Most of my paranoia has been kind of vague, abstract, and hasn't stuck around for too long at a time. In the past I've done things ranging from listening in on my parents to see if they were saying bad things about me, to covering the vent in my room with a handkerchief because I suspected that there was something in there watching me, to scribbling messages such as "stop watching me" in my sketchbooks while I was trying to draw.

Lately, though, something has stuck. For the past couple months or so I've had a sort of irrational fear of looking out windows at night, and I'm not entirely sure why that started. I'm usually the most afraid about it when I'm alone and/or about to go to sleep. Over time I've come to imagine some kind of shadowy humanoid figure waiting on the street outside for me to notice it.

It seems like recently it's been trying harder to get me to notice it, though, because a lot of nights I'll hear what sounds like a cat toy nearby when I'm trying to sleep. I've investigated a little bit, and there's no reason for that sound to be coming from anywhere in my room since even though I do have a cat, I almost always keep my bedroom door closed so there's no reason for a cat toy to be in there, not to mention being actively played with at night. I don't think my cat even has any toys that make the sound I keep hearing. That means it could only be coming from outside my window, but the problem with that is that my room is on the second floor of the house, and it sounds like the toy is very close to me.

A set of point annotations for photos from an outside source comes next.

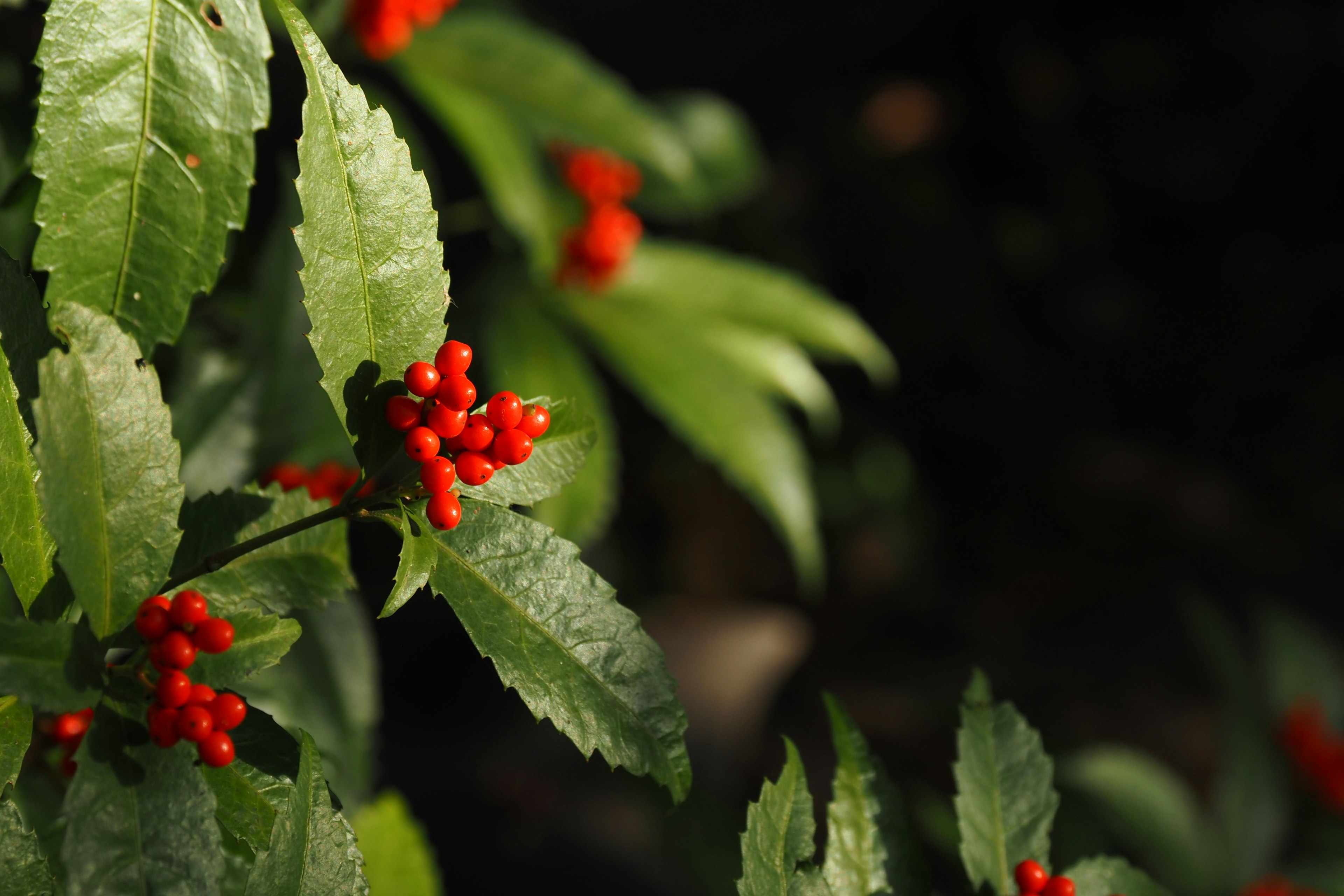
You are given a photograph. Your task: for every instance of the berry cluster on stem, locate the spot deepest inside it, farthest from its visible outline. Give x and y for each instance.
(451, 442)
(385, 27)
(597, 249)
(176, 630)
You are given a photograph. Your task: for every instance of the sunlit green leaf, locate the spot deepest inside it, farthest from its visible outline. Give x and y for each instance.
(1006, 797)
(374, 281)
(109, 467)
(398, 858)
(146, 149)
(557, 633)
(870, 844)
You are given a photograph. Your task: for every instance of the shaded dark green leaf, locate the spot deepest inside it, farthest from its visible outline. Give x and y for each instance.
(146, 151)
(557, 633)
(109, 467)
(1006, 798)
(312, 847)
(374, 281)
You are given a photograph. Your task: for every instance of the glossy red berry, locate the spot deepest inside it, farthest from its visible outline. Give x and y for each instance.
(402, 413)
(454, 358)
(511, 447)
(174, 690)
(163, 727)
(229, 711)
(422, 379)
(189, 608)
(421, 444)
(176, 651)
(444, 511)
(437, 476)
(217, 750)
(1031, 878)
(536, 420)
(474, 468)
(214, 635)
(504, 410)
(152, 621)
(1058, 887)
(478, 434)
(195, 723)
(445, 422)
(201, 696)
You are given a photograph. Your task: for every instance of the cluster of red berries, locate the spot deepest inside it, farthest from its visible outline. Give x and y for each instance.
(385, 27)
(183, 711)
(330, 481)
(607, 238)
(1316, 751)
(69, 730)
(478, 444)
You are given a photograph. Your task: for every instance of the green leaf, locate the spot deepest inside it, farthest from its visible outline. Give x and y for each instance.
(702, 282)
(531, 355)
(312, 847)
(23, 870)
(260, 641)
(306, 570)
(557, 633)
(140, 819)
(25, 543)
(1006, 800)
(54, 667)
(502, 154)
(557, 457)
(146, 151)
(1151, 812)
(328, 687)
(15, 737)
(374, 277)
(707, 401)
(870, 844)
(398, 858)
(780, 836)
(109, 467)
(1108, 876)
(417, 561)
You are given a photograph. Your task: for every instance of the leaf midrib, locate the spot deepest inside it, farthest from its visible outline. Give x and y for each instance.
(601, 684)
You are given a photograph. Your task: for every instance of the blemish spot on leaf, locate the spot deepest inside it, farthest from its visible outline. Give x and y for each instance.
(210, 13)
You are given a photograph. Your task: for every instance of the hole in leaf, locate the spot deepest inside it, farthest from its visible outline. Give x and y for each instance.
(210, 13)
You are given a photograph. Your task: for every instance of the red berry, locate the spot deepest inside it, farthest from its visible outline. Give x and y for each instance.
(536, 420)
(1058, 887)
(457, 393)
(1031, 878)
(402, 413)
(437, 476)
(454, 358)
(474, 468)
(422, 379)
(445, 422)
(195, 723)
(201, 695)
(504, 410)
(163, 727)
(176, 651)
(214, 635)
(152, 621)
(189, 608)
(421, 444)
(229, 711)
(478, 434)
(174, 690)
(444, 511)
(217, 750)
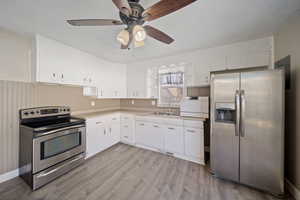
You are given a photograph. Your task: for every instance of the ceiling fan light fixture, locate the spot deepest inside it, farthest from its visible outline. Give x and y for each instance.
(139, 44)
(139, 33)
(123, 37)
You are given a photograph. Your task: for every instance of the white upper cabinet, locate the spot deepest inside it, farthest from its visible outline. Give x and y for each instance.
(54, 62)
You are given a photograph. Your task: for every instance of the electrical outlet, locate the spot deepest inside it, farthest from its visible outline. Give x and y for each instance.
(153, 103)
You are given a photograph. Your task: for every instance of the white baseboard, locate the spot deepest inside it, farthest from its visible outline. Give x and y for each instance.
(9, 175)
(295, 192)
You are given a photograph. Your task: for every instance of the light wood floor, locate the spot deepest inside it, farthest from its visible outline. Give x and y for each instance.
(125, 172)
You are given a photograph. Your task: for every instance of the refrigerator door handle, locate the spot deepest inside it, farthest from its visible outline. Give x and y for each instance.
(242, 130)
(238, 112)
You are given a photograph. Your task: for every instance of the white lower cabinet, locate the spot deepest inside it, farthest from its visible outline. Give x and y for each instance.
(96, 139)
(173, 140)
(181, 138)
(102, 132)
(194, 144)
(149, 135)
(142, 130)
(155, 136)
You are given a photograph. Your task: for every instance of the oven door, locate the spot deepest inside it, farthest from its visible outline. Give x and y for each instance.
(58, 145)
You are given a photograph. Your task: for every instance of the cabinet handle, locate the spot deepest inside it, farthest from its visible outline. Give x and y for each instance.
(190, 131)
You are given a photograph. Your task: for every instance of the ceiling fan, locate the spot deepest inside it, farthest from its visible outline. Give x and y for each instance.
(133, 15)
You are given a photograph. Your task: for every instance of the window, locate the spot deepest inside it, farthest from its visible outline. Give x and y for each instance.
(171, 85)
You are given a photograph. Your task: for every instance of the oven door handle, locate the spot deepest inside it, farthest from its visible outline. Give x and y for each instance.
(58, 168)
(59, 130)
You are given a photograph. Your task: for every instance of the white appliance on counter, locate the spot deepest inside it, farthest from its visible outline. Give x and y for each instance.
(195, 107)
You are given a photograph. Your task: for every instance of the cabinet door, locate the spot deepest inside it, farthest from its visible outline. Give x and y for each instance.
(96, 139)
(141, 132)
(127, 133)
(155, 136)
(174, 139)
(194, 143)
(114, 133)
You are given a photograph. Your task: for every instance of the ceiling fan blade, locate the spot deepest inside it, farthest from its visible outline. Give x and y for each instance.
(94, 22)
(158, 35)
(123, 6)
(165, 7)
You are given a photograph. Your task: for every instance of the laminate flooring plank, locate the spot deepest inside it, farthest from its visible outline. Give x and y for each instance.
(123, 172)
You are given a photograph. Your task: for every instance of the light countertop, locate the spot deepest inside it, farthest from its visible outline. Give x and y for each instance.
(140, 114)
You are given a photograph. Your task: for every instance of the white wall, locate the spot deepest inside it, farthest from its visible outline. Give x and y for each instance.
(287, 42)
(15, 56)
(215, 56)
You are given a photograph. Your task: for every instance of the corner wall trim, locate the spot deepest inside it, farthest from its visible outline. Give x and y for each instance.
(9, 175)
(295, 192)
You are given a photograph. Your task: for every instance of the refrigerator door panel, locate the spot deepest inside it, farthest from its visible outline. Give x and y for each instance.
(225, 141)
(261, 131)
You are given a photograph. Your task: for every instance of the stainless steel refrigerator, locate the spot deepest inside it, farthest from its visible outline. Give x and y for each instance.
(247, 128)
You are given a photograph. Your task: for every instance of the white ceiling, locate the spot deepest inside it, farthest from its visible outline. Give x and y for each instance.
(203, 24)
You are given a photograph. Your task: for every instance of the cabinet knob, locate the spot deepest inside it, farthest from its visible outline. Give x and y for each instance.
(190, 131)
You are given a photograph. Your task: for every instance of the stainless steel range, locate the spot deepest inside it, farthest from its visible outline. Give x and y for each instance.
(51, 144)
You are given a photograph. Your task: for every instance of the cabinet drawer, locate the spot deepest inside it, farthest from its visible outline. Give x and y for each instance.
(113, 118)
(125, 117)
(193, 124)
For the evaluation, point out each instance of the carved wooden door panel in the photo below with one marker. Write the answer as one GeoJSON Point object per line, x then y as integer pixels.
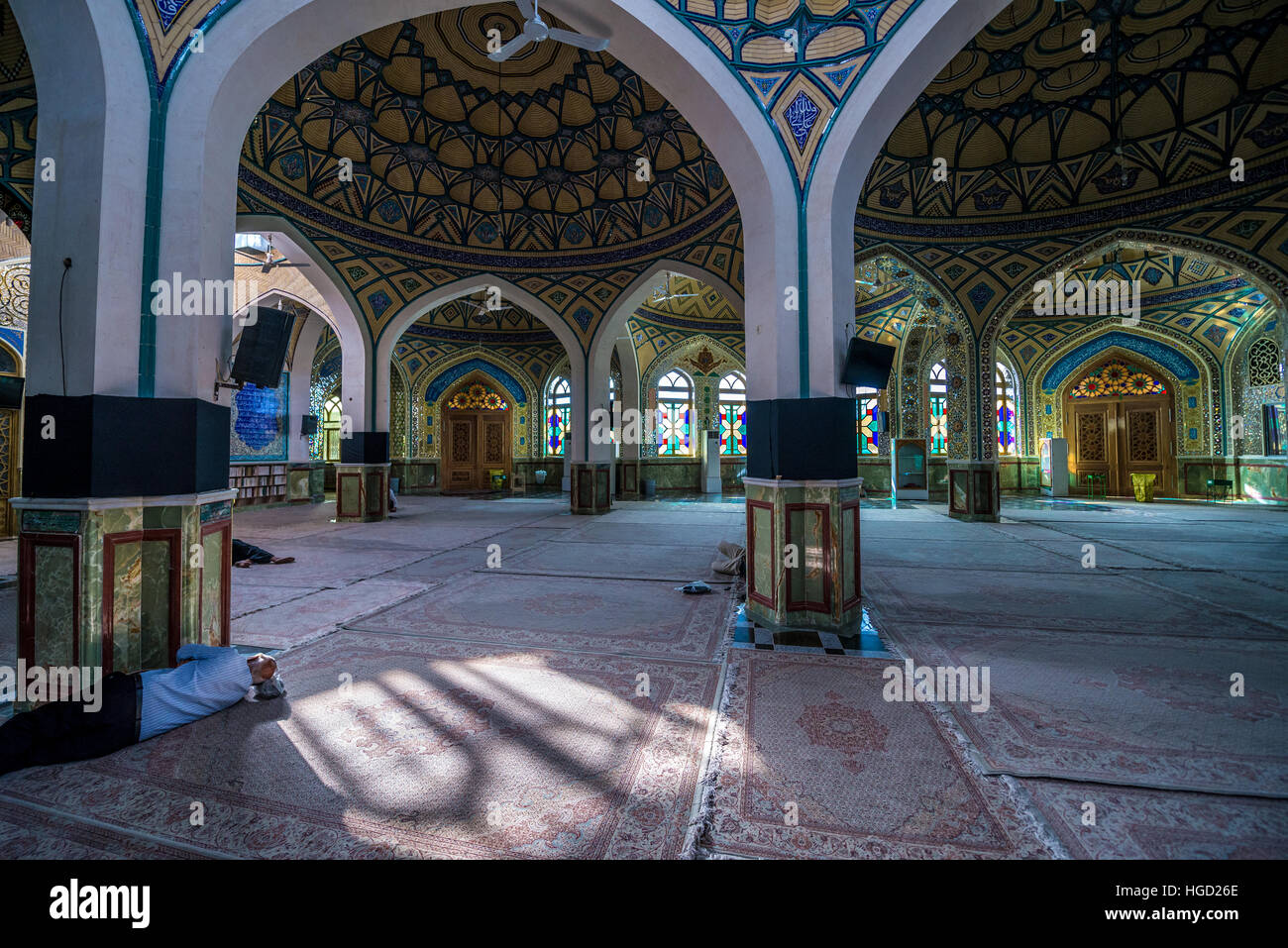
{"type": "Point", "coordinates": [1145, 447]}
{"type": "Point", "coordinates": [462, 450]}
{"type": "Point", "coordinates": [1093, 446]}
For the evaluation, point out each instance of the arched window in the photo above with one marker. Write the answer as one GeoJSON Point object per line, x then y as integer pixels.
{"type": "Point", "coordinates": [558, 407]}
{"type": "Point", "coordinates": [1008, 438]}
{"type": "Point", "coordinates": [675, 412]}
{"type": "Point", "coordinates": [331, 421]}
{"type": "Point", "coordinates": [867, 423]}
{"type": "Point", "coordinates": [936, 404]}
{"type": "Point", "coordinates": [733, 415]}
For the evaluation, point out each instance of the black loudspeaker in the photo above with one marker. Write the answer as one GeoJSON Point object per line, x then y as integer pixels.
{"type": "Point", "coordinates": [262, 351]}
{"type": "Point", "coordinates": [11, 390]}
{"type": "Point", "coordinates": [112, 446]}
{"type": "Point", "coordinates": [867, 365]}
{"type": "Point", "coordinates": [802, 440]}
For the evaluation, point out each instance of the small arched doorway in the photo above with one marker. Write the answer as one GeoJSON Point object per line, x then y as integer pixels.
{"type": "Point", "coordinates": [1119, 420]}
{"type": "Point", "coordinates": [476, 434]}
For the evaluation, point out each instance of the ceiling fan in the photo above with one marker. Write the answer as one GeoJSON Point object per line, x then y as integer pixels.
{"type": "Point", "coordinates": [536, 31]}
{"type": "Point", "coordinates": [269, 261]}
{"type": "Point", "coordinates": [662, 292]}
{"type": "Point", "coordinates": [484, 309]}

Maybe I am hallucinating...? I don't know. Either way, not only is it annoying, but it feeds into my fear that something outside is trying to get my attention, as if once it knows that I've noticed it that might give it power or something.

The reason I'm bringing this up is because there's been a new development today: I keep thinking I hear the front door lock and handle being messed with, very softly, like someone is trying to open it but can't, or maybe isn't actually trying to do anything more than get my attention. I haven't heard it in about an hour now, but it was there earlier.

Whether there's something actually coming after me or I'm just experiencing psychotic symptoms, I'm not sure what to do. I can't go to my parents about this because when I've brought up these kinds of "is it reality or all in my head" problems before, they accuse me of faking it. I need to know what's going on.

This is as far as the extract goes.